Balancing protesters’ civil rights against the rights of other highway users is a difficult task that governments and police face frequently. They have a legal responsibility to resolve it in a way that complies with the Charter. They do not necessarily do this well, but private parties do not have this responsibility and are in no position to engage in this crucial balancing exercise.
This is particularly true of the Clear the Road campaign, which is funded by Resource Works, an industry lobby group whose members profit from the continued extraction and consumption of timber, oil and gas. This is one reason why the task of balancing rights to use public spaces for protest or travel is entrusted to democratically accountable public authorities, not private parties with vested economic interests.
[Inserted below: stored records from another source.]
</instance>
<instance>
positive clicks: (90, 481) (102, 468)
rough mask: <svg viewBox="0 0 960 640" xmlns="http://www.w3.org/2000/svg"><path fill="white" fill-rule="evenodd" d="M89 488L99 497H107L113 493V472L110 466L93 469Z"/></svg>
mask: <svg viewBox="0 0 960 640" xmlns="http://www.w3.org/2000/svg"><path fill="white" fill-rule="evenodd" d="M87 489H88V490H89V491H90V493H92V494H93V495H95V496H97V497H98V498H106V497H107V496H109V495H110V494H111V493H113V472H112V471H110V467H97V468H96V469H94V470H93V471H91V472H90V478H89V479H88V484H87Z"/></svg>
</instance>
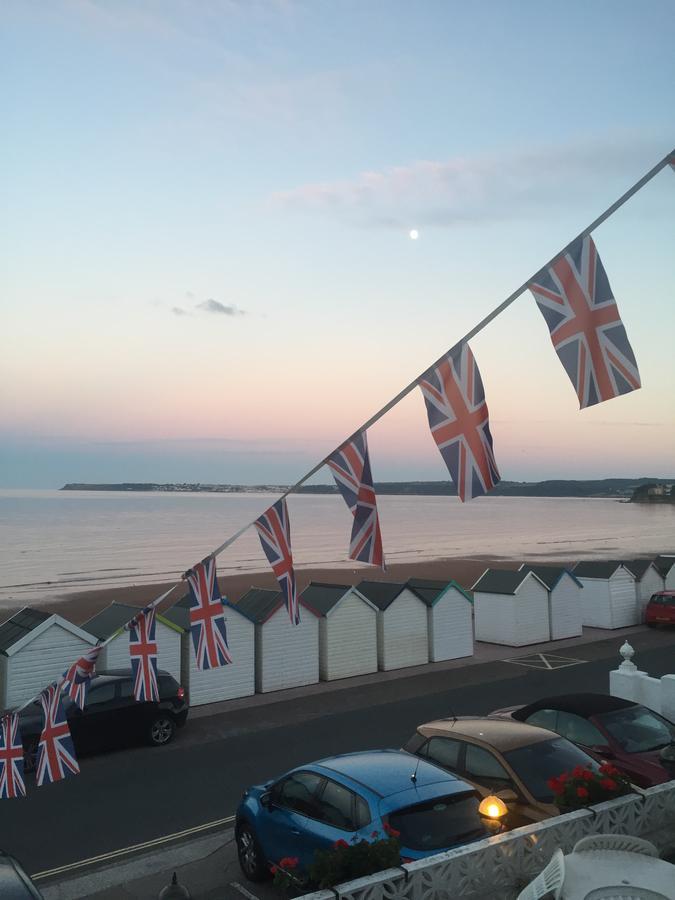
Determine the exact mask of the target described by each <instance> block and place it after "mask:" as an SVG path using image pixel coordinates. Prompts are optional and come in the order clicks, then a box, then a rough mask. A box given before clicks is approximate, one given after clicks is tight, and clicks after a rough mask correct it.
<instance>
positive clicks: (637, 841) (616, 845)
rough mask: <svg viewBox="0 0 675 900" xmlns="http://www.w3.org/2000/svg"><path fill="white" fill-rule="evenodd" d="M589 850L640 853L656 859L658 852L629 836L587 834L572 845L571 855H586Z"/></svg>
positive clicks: (639, 841) (639, 840)
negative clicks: (573, 845) (572, 846)
mask: <svg viewBox="0 0 675 900" xmlns="http://www.w3.org/2000/svg"><path fill="white" fill-rule="evenodd" d="M590 850H616V851H618V852H620V853H641V854H642V855H643V856H653V857H655V858H657V859H658V856H659V851H658V850H657V849H656V847H655V846H654V845H653V844H652V843H650V841H643V840H642V838H636V837H632V836H631V835H630V834H589V835H587V836H586V837H585V838H581V840H580V841H577V842H576V844H575V845H574V848H573V850H572V853H588V851H590Z"/></svg>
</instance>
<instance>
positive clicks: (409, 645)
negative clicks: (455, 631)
mask: <svg viewBox="0 0 675 900" xmlns="http://www.w3.org/2000/svg"><path fill="white" fill-rule="evenodd" d="M356 589H357V590H358V591H359V593H360V594H363V596H364V597H366V598H367V599H368V600H370V602H371V603H373V604H374V605H375V606H376V607H377V665H378V668H379V669H381V670H382V671H385V672H386V671H389V670H390V669H403V668H406V667H407V666H421V665H424V664H425V663H428V662H429V638H428V632H427V627H428V626H427V606H426V603H424V601H423V600H420V598H419V597H418V596H417V594H415V593H414V592H413V591H411V590H410V588H409V587H408V586H407V585H405V584H392V583H391V582H387V581H362V582H360V583H359V584H357V585H356Z"/></svg>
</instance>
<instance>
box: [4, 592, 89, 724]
mask: <svg viewBox="0 0 675 900" xmlns="http://www.w3.org/2000/svg"><path fill="white" fill-rule="evenodd" d="M95 643H96V638H95V637H93V636H92V635H91V634H89V633H88V632H86V631H84V630H83V629H82V628H78V627H77V625H73V623H72V622H68V621H67V619H64V618H62V617H61V616H59V615H56V613H48V612H44V611H43V610H39V609H29V608H25V609H22V610H20V611H19V612H18V613H15V614H14V615H13V616H11V617H10V618H9V619H7V621H6V622H3V624H2V625H0V709H9V708H11V707H13V706H17V705H19V704H20V703H23V702H24V701H25V700H30V698H31V697H34V696H35V695H36V694H39V693H40V691H42V690H43V689H44V688H46V687H48V685H50V684H51V683H52V682H53V681H55V680H56V679H57V678H60V677H61V675H63V673H64V672H65V670H66V669H67V668H68V666H70V665H71V664H72V663H74V662H75V661H76V660H77V659H79V657H80V656H82V654H83V652H84V651H85V650H87V649H89V647H91V646H92V645H93V644H95Z"/></svg>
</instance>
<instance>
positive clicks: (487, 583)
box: [472, 569, 548, 594]
mask: <svg viewBox="0 0 675 900" xmlns="http://www.w3.org/2000/svg"><path fill="white" fill-rule="evenodd" d="M530 575H532V576H533V577H534V578H536V579H537V581H538V582H539V583H540V584H541V585H542V587H546V583H545V582H544V581H542V580H541V578H540V577H539V576H538V575H537V574H535V573H534V572H530V570H529V569H519V570H518V571H517V572H513V571H512V570H510V569H486V570H485V571H484V572H483V574H482V575H481V577H480V578H479V579H478V581H477V582H476V583H475V584H474V586H473V588H472V590H473V591H482V592H483V593H486V594H515V593H516V591H517V590H518V588H519V587H520V586H521V584H522V583H523V582H524V581H525V579H526V578H528V577H529V576H530ZM547 590H548V588H547Z"/></svg>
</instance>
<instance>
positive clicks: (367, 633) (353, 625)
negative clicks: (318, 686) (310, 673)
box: [302, 582, 377, 681]
mask: <svg viewBox="0 0 675 900" xmlns="http://www.w3.org/2000/svg"><path fill="white" fill-rule="evenodd" d="M302 599H303V602H304V603H306V604H307V606H309V607H311V608H312V609H313V610H314V611H315V612H316V613H317V614H318V616H319V677H320V678H321V680H322V681H334V680H335V679H338V678H350V677H352V676H354V675H367V674H369V673H371V672H377V607H376V606H375V605H374V604H372V603H371V602H370V601H369V600H367V599H366V598H365V597H364V596H363V595H362V594H360V593H359V592H358V591H357V590H356V588H353V587H349V586H348V585H335V584H318V583H315V582H312V583H310V584H309V586H308V587H307V588H306V589H305V591H304V592H303V594H302Z"/></svg>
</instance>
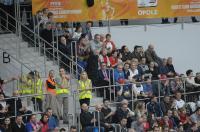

Another difference between the two cases is the nature of the harms allegedly suffered by the class members. For a class action to proceed, the common issues shared by all class members must outweigh the individual issues. There is a good argument that this is true of the Ottawa class action, where the only claim is for damage from noise and all class members were affected by the same noise sources in the same area over the same period.
By contrast, the “Clear the Road” claimants’ alleged injuries were disparate—from losing income to missing a doctor’s appointment or a child’s baseball game—and occurred at different times in different places. These harms would likely have to be proved individually for each member of the class.
Although the blockades died down in the summer of 2022, they could come back again at any time. In case that happens, it is useful to be ready with a response to disgruntled motorists’ threats of a class action.
In short, a private lawsuit against the Save Old Growth highway blockades would not only be without legal merit, it would divert attention from the necessity of urgent action to combat the intersecting crises of climate change and decimation of ancient forests.